Das Barbarische als Element der Gestaltung für die Zeit vom 5.-8. Jahrhundert, als Motivation für die Denkweise einer ganzen Epoche? Zunächst erscheint das widersinnig, da dem Begriff "barbarisch" ja nur das rohe, verderbliche anhaftet, daß zum Untergang ganzer Kulturen geführt hat. Georg Scheibelreiter ist da anderer Ansicht. Für ihn fehlt das barbarische Element keiner Kultur und kann, wenn überhaupt, nur durch Zivilisationsideologien verdrängt werden. Der Autor wehrt sich allgemein gegen den unscharfen, ja banalen Gebrauch des Ausdrucks barbarisch, den vor allem die Humanisten mit einer negativen Wertung versehen hätten.
Besonders im 6. und 7. Jahrhundert durchdrang die barbarische Sichtweise als Ausdruck einer bestimmten Lebensanschauung das lateinischen Europa, das bisher eher dem Vorbild des mediterranen Modells gefolgt war. Diese Veränderung wirkte sich sowohl auf den Staat, das Steuer-, Rechts- und Bildungswesen, wie auch auf jeden einzelnen aus. Das Gefühl dauernder existenzieller Gefährdung führte zu einem skrupellosen Drang nach Durchsetzung, dem alles andere untergeordnet zu sein schien. Hier zeigt sich der größte Gegensatz zu den Forderungen der christlichen Ethik, die den Menschen noch nicht wirklich erreicht oder aber in seelische Konflikte stürzte. Doch auch das Christentum hatte eine Veränderung durchgemacht und wurde nun zunehmend materiell verstanden. All diese Denkweisen konnten mit religiös-moralischen Geboten nur selten in Einklang gebracht werden und führten schließlich zu einer zunehmend kriegerischen Haltung aller Schichten der Bevölkerung. Bedingt durch solche Faktoren mußte die römische Zivilisation untergehen.
Ausgehend von dieser provokanten These durchleuchtet Scheibelreiter die Quellen des 5.-8. Jahrhunderts und zeigt so die Mentalitätsgeschichte des Frühe Mittelalters unter völlig neuen Gesichtspunkten. Er verzichtet dabei bewußt auf eine modern-rationalistische Sichtweise auf diese Epoche und schafft es so, ihre Eigenarten besonders herauszuheben.

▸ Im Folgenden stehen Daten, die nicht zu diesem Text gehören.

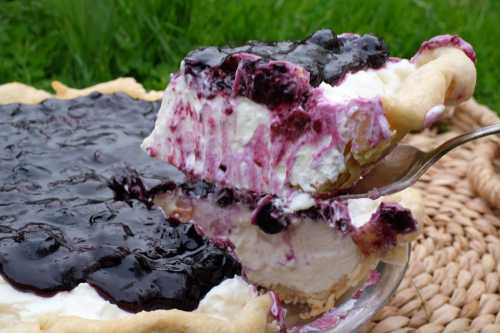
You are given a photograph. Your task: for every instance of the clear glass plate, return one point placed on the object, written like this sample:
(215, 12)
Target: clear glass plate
(362, 303)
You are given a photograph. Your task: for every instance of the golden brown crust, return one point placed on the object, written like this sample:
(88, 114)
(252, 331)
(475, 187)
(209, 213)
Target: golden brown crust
(16, 92)
(20, 93)
(444, 77)
(253, 318)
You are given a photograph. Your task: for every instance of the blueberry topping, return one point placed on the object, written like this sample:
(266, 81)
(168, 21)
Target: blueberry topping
(225, 197)
(269, 218)
(76, 206)
(265, 72)
(198, 188)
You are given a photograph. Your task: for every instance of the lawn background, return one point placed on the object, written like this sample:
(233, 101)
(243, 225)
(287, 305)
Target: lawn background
(82, 42)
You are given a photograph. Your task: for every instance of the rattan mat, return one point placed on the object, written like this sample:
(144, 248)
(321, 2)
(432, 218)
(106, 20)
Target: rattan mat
(452, 284)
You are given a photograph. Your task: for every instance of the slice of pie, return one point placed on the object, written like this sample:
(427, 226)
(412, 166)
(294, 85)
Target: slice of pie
(95, 236)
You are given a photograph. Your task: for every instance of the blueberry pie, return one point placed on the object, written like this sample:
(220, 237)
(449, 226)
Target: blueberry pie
(229, 222)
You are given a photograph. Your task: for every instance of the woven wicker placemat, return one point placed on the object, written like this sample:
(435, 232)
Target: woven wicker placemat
(452, 284)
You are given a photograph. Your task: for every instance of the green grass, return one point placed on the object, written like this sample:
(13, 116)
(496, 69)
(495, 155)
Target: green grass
(82, 42)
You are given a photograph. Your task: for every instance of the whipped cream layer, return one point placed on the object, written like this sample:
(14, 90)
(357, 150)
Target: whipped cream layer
(282, 251)
(244, 144)
(224, 301)
(269, 129)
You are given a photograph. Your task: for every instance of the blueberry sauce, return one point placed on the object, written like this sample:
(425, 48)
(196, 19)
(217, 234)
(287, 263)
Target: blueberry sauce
(282, 72)
(380, 234)
(76, 206)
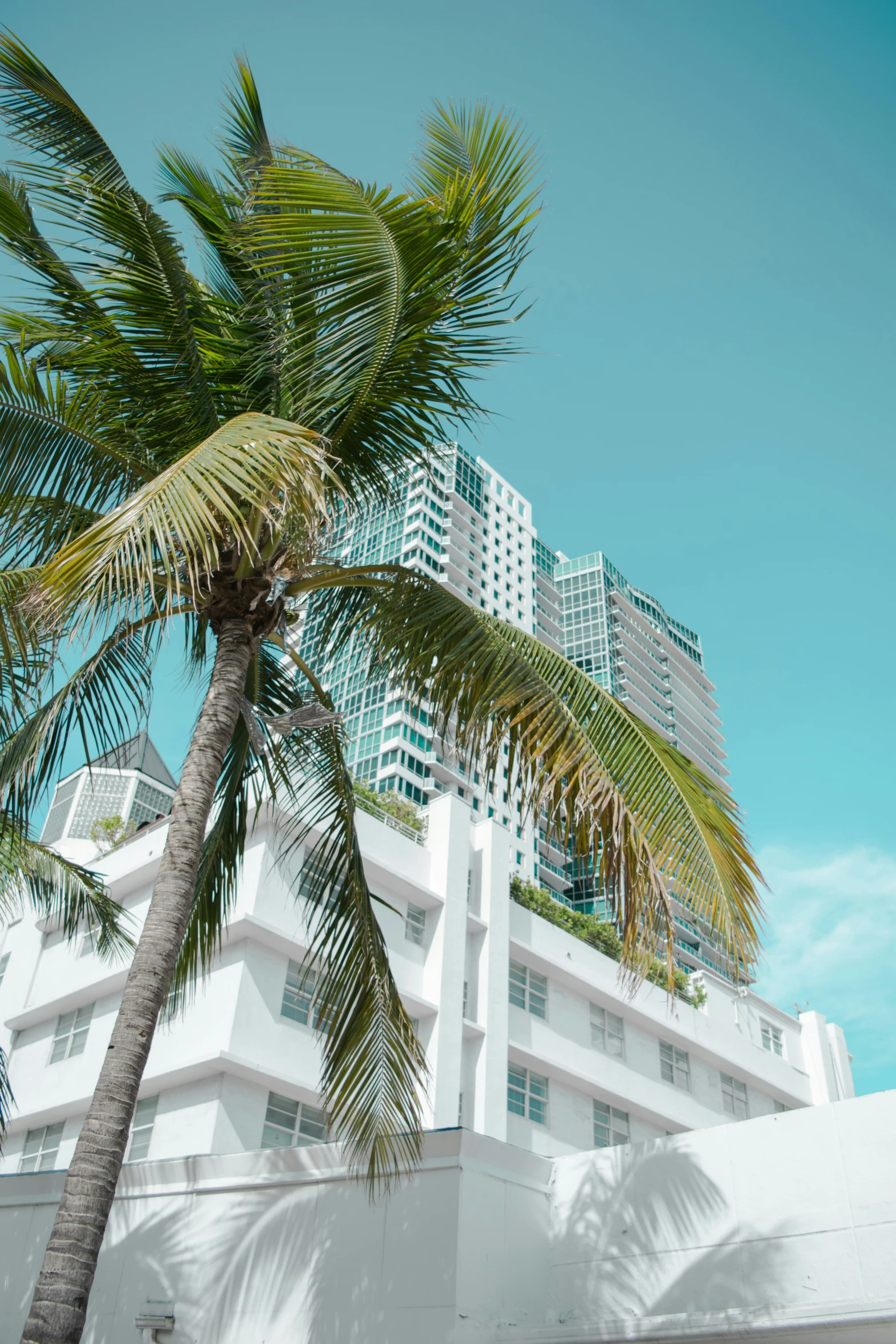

Scheibelreiters Werk ist sicher keine leichte Lektüre, schon wegen der Komplexität der Gedankengänge und des Umfangs an Information nicht. Eine bestimmtes Maß an Grundkenntnissen ist zur unbedingt erforderlich, da man sonst die vielen Beispiele, mit denen Scheibelreiter seine Thesen ausführlich verdeutlicht, nicht immer versteht. Der Band ist zudem nach Sachthemen gegliedert und enthält keinerlei chronologische Hilfestellung oder einen Glossar. Dennoch ist das Werk nicht nur für ein wissenschaftliches Publikum interessant. Es liefert vielmehr eine ganz neue, einzigartige Sichtweise auf eine auch heute noch wenig bekannte Epoche, die zudem sachlich und wissenschaftlich fundiert vorgetragen wird.